Hi all,
Testing would be appreciated (esp. Ron?): I'd like to push this as soon
as possible into 2.6.23. I thought of it while pondering kvm-lite, and
then proved it was a problem...
=If a Guest makes hypercall which sets a GDT entry to not present, we
currently set any segment registers using that GDT entry to 0.
Unfortunately, this is not sufficient: there are other ways of
altering GDT entries which will cause a fault.
The correct solution to do what Linux does: let them set any GDT value
they want and handle the #GP when popping causes a fault. This has
the added benefit of making our switcher slightly more robust in the
case of any other bugs which cause it to fault.
We kill the Guest if it causes a fault in the Switcher, so it has to
make sure it's not using segments when it changes them.
Signed-off-by: Rusty Russell <rusty@rustcorp.com.au>
diff -r 55fdd7fa62b7 drivers/lguest/core.c
--- a/drivers/lguest/core.c Mon Aug 06 16:38:47 2007 +1000
+++ b/drivers/lguest/core.c Wed Aug 08 13:24:59 2007 +1000
@@ -452,6 +452,11 @@ static void run_guest_once(struct lguest
/* Copy the guest-specific information into this CPU's "struct
* lguest_pages". */
copy_in_guest_info(lg, pages);
+
+ /* Set the trap number to 256 (impossible value). If we fault while
+ * switching to the Guest (bad segment registers or bug), this will
+ * cause us to abort the Guest. */
+ lg->regs->trapnum = 256;
/* Now: we push the "eflags" register on the stack, then do an
"lcall".
* This is how we change from using the kernel code segment to using
diff -r 55fdd7fa62b7 drivers/lguest/interrupts_and_traps.c
--- a/drivers/lguest/interrupts_and_traps.c Mon Aug 06 16:38:47 2007 +1000
+++ b/drivers/lguest/interrupts_and_traps.c Wed Aug 08 13:22:53 2007 +1000
@@ -195,13 +195,16 @@ static int has_err(unsigned int trap)

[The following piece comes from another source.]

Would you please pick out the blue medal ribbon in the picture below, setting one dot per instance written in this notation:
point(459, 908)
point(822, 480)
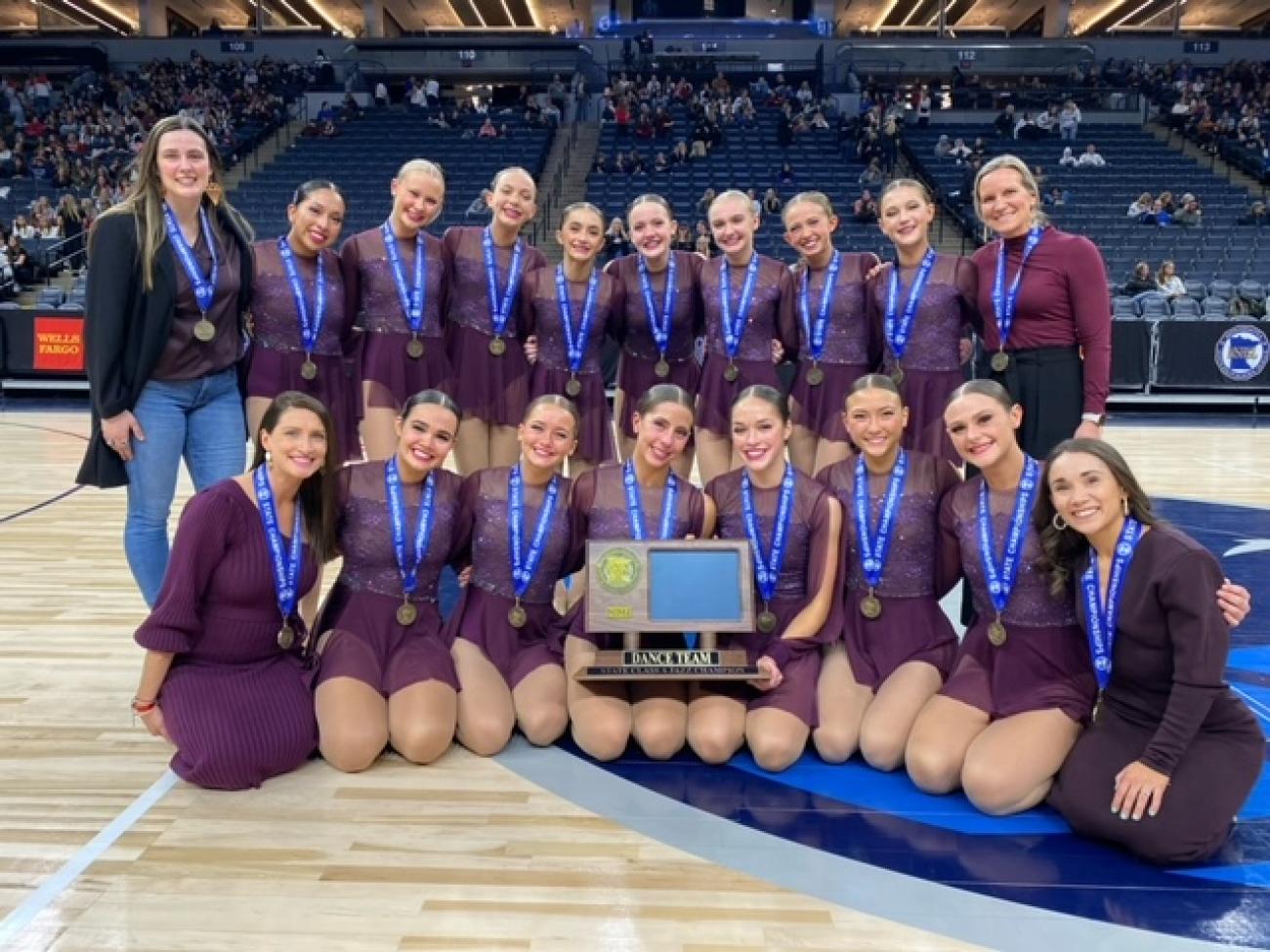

/* deliver_trap() returns true if it could deliver the trap. */
int deliver_trap(struct lguest *lg, unsigned int num)
{
- u32 lo = lg->idt[num].a, hi = lg->idt[num].b;
+ /* Trap numbers are always 8 bit, but we set an impossible trap number
+ * for traps inside the Switcher, so check that here. */
+ if (num >= ARRAY_SIZE(lg->idt))
+ return 0;
/* Early on the Guest hasn't set the IDT entries (or maybe it put a
* bogus one in): if we fail here, the Guest will be killed. */
- if (!idt_present(lo, hi))
+ if (!idt_present(lg->idt[num].a, lg->idt[num].b))
return 0;
- set_guest_interrupt(lg, lo, hi, has_err(num));
+ set_guest_interrupt(lg, lg->idt[num].a, lg->idt[num].b, has_err(num));
return 1;
}
diff -r 55fdd7fa62b7 drivers/lguest/lguest.c
--- a/drivers/lguest/lguest.c Mon Aug 06 16:38:47 2007 +1000
+++ b/drivers/lguest/lguest.c Wed Aug 08 13:27:58 2007 +1000
@@ -323,9 +323,12 @@ static void lguest_write_gdt_entry(struc
* __thread variables). So we have a hypercall specifically for this case. */
static void lguest_load_tls(struct thread_struct *t, unsigned int cpu)
{
+ /* There's one problem which normal hardware doesn't have: the Host
+ * can't handle us removing entries we're currently using. So we
clear
+ * the GS register here: if it's needed it'll be reloaded anyway. */
+ loadsegment(gs, 0);
lazy_hcall(LHCALL_LOAD_TLS, __pa(&t->tls_array), cpu, 0);
}
-/*:*/
/*G:038 That's enough excitement for now, back to ploughing through each of
* the paravirt_ops (we're about 1/3 of the way through).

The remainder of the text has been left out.